Na terça-feira antes da Ascensão do Senhor, sentiu uma dificuldade de respirar maior que de ordinário. Notaram-lhe os pés um pouco inchados. Passou, entretanto, o dia com hilaridade; ditou na sua aula e dizia de vez em quando: "Apressai-vos; quem sabe se viverei ainda muito tempo e se aquele que me fez, não me levará bem depressa do meio de vós?" Não duvidamos de que não soubesse o momento de sua morte. Passou à noite em ação de graças. No dia seguinte de manhã, isto é, na quarta-feira, disse-nos que escrevêssemos logo o que tínhamos começado. Depois, segundo o que se faz nesse dia, caminhamos com as relíquias até à hora terceira. Então um de nós lhe disse: 'Mestre bem-amado falta-nos ainda um capítulo. Seria incomodar-vos, o fazer-vos novas perguntas?' Não, respondeu ele. Tomai a pena e escrevei bem depressa. O que o discípulo fez. "Às nove horas, ele me disse: 'Tenho alguma coisa preciosa em minha caixa, isto é, pimenta, lenços e incenso. Correi bem depressa e trazei-me todos os padres do mosteiro, a fim de que eu distribua também a eles pequenos presentes, como Deus me deu. Os ricos deste século gostam de dar ouro, prata e outras coisas preciosas. Eu darei a meus irmãos, com muito amor e alegria, o que Deus me tinha dado'. Dirigiu a palavra a cada um, rogando-lhes celebrassem missas por ele, com fervorosas orações; o que lhe prometeram de todo o coração. Todos choravam, particularmente porque tinha dito que não veriam mais seu rosto neste mundo. Mas regozijavam-se ouvindo-o dizer: 'É tempo de que volte àquele que me fez, que me criou, que me formou do nada. Vivi muito tempo; o juiz previu minha vida em sua misericórdia. O tempo de minha libertação aproxima-se, pois desejo ser libertado e reunir-me a Jesus Cristo, Sim, minha alma deseja contemplar a Jesus, seu rei, em sua glória!'. Ele disse estas coisas e outras, cheio de alegria.

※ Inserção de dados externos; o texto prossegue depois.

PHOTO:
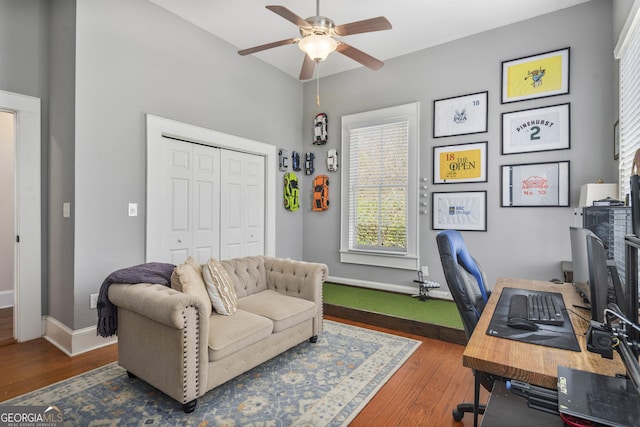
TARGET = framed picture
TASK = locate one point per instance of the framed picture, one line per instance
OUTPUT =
(460, 163)
(535, 184)
(460, 115)
(616, 140)
(536, 129)
(535, 76)
(460, 210)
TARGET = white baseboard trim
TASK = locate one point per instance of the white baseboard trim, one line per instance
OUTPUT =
(75, 342)
(6, 299)
(390, 287)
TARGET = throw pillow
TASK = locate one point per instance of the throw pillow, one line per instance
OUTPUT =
(220, 288)
(186, 278)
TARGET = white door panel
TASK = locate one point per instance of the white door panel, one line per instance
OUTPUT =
(176, 193)
(242, 198)
(206, 198)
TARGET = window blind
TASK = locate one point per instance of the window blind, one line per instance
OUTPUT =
(378, 178)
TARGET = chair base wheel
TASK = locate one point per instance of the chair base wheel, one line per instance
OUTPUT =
(457, 415)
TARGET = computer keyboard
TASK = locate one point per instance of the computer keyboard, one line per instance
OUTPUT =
(538, 308)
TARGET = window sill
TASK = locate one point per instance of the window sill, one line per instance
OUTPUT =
(406, 262)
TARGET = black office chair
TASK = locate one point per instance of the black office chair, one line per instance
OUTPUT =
(466, 282)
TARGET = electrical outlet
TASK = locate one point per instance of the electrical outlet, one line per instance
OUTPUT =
(93, 301)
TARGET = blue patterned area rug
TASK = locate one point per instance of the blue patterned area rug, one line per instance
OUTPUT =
(322, 384)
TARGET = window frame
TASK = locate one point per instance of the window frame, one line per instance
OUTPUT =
(410, 259)
(628, 52)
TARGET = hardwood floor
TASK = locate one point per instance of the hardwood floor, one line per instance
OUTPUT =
(421, 393)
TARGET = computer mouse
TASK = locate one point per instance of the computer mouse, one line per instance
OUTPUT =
(520, 323)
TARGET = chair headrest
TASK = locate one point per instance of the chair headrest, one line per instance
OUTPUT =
(464, 258)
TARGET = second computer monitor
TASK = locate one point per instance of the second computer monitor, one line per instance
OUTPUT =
(580, 260)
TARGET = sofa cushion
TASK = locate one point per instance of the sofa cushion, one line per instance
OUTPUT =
(228, 334)
(248, 274)
(220, 288)
(187, 278)
(283, 310)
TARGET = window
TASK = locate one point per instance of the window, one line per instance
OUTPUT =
(379, 223)
(628, 51)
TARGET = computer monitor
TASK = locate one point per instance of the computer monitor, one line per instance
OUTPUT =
(599, 274)
(580, 260)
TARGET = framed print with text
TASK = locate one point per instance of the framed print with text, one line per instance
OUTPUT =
(536, 129)
(460, 210)
(535, 184)
(460, 163)
(460, 115)
(536, 76)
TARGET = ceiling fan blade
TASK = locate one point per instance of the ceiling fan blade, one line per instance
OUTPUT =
(359, 56)
(266, 46)
(289, 16)
(308, 67)
(365, 26)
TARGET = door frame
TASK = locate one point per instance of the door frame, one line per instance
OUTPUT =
(27, 315)
(159, 127)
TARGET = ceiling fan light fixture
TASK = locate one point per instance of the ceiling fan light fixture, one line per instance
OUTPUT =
(317, 46)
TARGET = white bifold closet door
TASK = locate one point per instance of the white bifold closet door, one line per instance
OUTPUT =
(213, 202)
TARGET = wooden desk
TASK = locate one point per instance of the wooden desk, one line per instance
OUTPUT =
(534, 364)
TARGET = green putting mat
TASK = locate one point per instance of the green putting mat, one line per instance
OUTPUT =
(435, 311)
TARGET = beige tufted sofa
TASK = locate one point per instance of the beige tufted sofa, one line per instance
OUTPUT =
(173, 341)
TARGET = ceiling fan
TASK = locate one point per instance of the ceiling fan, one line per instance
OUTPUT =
(318, 39)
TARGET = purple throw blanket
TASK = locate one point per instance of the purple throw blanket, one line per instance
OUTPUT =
(153, 272)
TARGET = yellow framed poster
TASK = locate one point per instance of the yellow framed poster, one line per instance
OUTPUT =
(460, 163)
(536, 76)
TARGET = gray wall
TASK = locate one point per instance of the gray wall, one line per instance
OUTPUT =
(61, 143)
(520, 242)
(24, 69)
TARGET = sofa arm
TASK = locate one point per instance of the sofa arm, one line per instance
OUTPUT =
(157, 302)
(162, 338)
(298, 279)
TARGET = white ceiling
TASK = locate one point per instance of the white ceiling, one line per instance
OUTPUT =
(417, 24)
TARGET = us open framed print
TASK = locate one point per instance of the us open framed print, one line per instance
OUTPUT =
(460, 163)
(536, 129)
(460, 115)
(460, 210)
(535, 184)
(536, 76)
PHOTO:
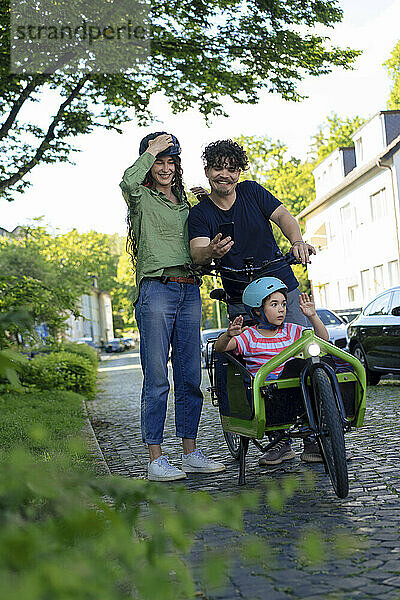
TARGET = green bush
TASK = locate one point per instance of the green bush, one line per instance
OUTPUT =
(61, 371)
(39, 421)
(60, 538)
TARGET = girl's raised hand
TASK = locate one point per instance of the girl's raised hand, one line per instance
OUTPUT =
(307, 305)
(235, 326)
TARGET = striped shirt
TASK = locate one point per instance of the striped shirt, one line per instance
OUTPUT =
(257, 349)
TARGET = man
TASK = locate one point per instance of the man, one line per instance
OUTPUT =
(251, 208)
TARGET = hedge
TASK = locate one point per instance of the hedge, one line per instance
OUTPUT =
(61, 371)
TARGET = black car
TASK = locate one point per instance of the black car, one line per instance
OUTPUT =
(374, 336)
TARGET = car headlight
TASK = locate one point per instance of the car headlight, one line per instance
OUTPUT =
(314, 349)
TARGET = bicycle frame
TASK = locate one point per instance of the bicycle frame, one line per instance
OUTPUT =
(256, 427)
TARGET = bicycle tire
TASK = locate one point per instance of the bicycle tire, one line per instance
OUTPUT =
(330, 434)
(233, 443)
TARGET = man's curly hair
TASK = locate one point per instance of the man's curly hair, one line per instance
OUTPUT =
(216, 153)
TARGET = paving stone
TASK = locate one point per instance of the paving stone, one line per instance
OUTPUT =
(371, 512)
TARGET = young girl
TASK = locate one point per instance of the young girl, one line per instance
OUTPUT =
(265, 301)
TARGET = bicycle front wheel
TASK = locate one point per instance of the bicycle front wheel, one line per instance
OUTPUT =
(330, 432)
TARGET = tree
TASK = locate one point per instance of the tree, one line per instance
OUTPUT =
(49, 273)
(289, 178)
(334, 133)
(200, 52)
(393, 66)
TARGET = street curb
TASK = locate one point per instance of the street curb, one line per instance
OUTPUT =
(88, 431)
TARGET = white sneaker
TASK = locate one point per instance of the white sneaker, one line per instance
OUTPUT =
(160, 470)
(196, 462)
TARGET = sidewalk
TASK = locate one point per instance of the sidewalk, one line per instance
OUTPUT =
(371, 511)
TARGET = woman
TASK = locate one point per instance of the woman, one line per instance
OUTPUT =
(168, 305)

"Àquele discípulo que tinha falado antes, disse-lhe à tarde: 'Mestre querido, há ainda uma sentença que não está escrita. Escrevei-a depressa, respondeu'. Tendo-lhe o discpulo replicado que já o fizera, ele acrescentou: 'Dissestes a verdade, tudo está consumado! Segurai minha cabeça em vossas mãos. Quero ter a satisfação de me sentar em frente do oratório onde costumava rezar, a fim de invocar assim, meu Pai'. Foi colocado no chão da cela; depois cantou: Glória ao Pai e ao Filho e ao Espírito Santo! Tendo pronunciado estas últimas palavras, isto é, Espírito Santo, entregou o espírito e passou ao reino celeste. Todos os que viram a morte do bem-aventurado padre, diziam jamais ter visto alguém terminar a vida com tanta devoção e tranquilidade; pois, até seu último suspiro, não deixou de cantar: Glória ao Pai e, outras orações espirituais. Eu poderia, meu amado irmão, narrar-vos ainda muitas coisas, mas meu pouco conhecimento da língua me obriga a ser breve."

Com essa cândida modéstia o piedoso discípulo descreve a seu irmão a morte do amável mestre. Beda morreu assim na quarta-feira, 26 de maio de 735, à tarde, depois das primeiras vésperas da Ascensão, cuja festa foi continuar no céu.